The figure shown is a velocity–time graph for two cars moving in a straight line. The movement of car 𝐴 is represented by the green line and the movement of car 𝐵 by the blue line. Determine how long it took for the two cars to meet again, given that they started from the same point.
As the two cars started at the same point and we need to work out when they meet again, this will occur when the displacement of car 𝐴 is equal to the displacement of car 𝐵. When dealing with a velocity–time graph, the displacement can be calculated by working out the area between the line and the 𝑥-axis. In order to do this, we would usually require values on the 𝑥-axis for time and values on the 𝑦- or vertical axis for velocity.

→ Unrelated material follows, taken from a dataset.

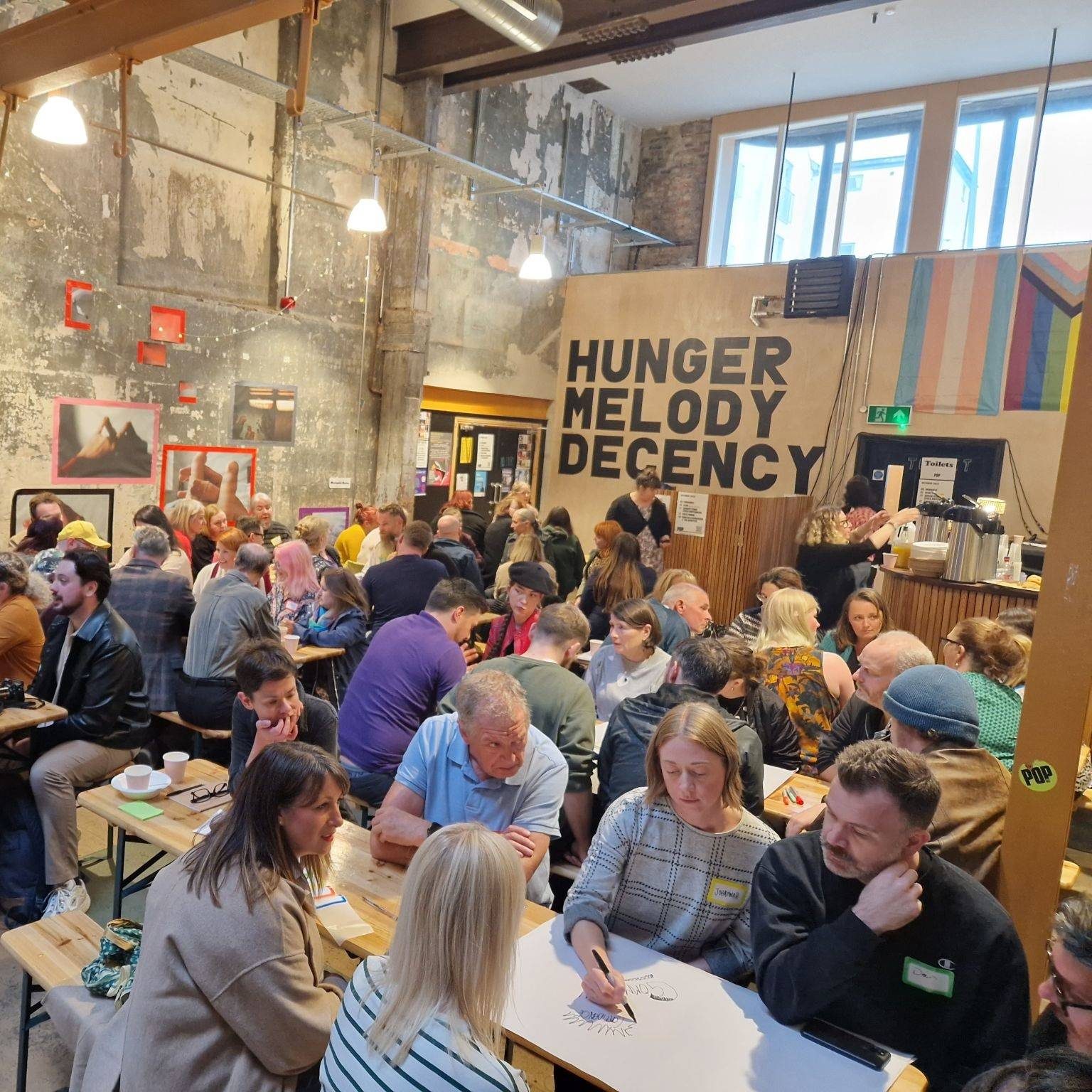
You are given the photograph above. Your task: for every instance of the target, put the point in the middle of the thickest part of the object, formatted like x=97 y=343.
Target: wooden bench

In this question, however, we have no values on the 𝑦-axis. We do notice, however, that the point at which the two lines cross after 14 seconds is halfway between the start point and the endpoint of the graph at 28 seconds. We recall that the area of any triangle is half the area of a corresponding rectangle with the same dimensions. This means that the area shaded in orange must be equal to the area shaded in pink. We can, therefore, conclude that the area of the green rectangle is equal to the area of the blue triangle. This means that after 28 seconds, car 𝐴 and car 𝐵 will have the same displacement from the origin. We can, therefore, conclude that the two cars will meet again after 28 seconds.